Seoul: Park Jin-hee remembers the first time that he tried South Korea’s famed "fire chicken noodles.” Huddling with a group of friends in his high school dormitory about a decade ago, each person took turns slurping them down - a competition to see who was the best at tolerating the heat.
"It was so spicy that I cried, but it was also so addictive that I ended up eating it all,” Park, now a 27-year-old nurse and food YouTuber. "And even though I had an upset stomach the next day, I ended up coming back to it again. It’s a magical food.”
The heat level of Buldak ramyeon - the Korean word for ramen - depends on individual tolerance. Its spiciness tends to build in one’s mouth, curbed only by a touch of sweetness or a sprinkle of artificial cheese flavor. What’s not subjective is how hot the noodles are right now - what started in South Korea as a spicy food challenge in the early 2010s has become a nearly ubiquitous junk food at home and a cash cow internationally, a long way from ramyeon’s status as a postwar filler food that the government once had to force the public to eat.
Globally, Buldak has been buoyed by an enduring social media trend where users try it and react on camera. The instant noodle brand is tagged in more than 360 million posts on TikTok and has garnered hundreds of millions, if not billions, of views on YouTube.

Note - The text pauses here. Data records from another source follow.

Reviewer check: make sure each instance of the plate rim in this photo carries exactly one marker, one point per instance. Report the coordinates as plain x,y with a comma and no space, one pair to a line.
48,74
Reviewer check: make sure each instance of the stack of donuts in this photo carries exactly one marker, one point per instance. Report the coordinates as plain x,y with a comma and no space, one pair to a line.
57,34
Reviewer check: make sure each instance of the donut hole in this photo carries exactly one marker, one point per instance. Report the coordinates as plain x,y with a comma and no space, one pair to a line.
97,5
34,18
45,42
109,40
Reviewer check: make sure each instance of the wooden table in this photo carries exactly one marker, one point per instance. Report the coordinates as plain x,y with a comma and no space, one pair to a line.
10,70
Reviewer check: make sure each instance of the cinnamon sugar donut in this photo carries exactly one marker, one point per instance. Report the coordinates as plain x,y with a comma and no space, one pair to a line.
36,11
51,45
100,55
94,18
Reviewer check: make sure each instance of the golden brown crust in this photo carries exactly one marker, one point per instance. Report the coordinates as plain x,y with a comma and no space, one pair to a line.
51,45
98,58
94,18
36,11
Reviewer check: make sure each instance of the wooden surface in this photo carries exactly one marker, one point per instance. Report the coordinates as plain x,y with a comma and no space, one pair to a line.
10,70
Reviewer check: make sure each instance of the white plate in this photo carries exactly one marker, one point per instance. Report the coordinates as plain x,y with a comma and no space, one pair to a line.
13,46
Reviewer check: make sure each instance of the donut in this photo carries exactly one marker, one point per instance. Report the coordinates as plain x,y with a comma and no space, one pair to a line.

It’s so popular that Denmark’s recent move to ban some of the spiciest Buldak varieties made headlines around the world - though its maker, Samyang, has disputed the Danish calculations, according to South Korean media reports.
And the appetite for Buldak shows no sign of flagging. Samyang announced last year that more than $2.3 billion worth of Buldak products had been sold globally since the brand was launched in 2012. The company recently reported that first-quarter U.S. sales of its products had leaped nearly 210 percent from the previous year - and its stock was catapulted to a record high last month, not long after Cardi B posted a video of herself trying it.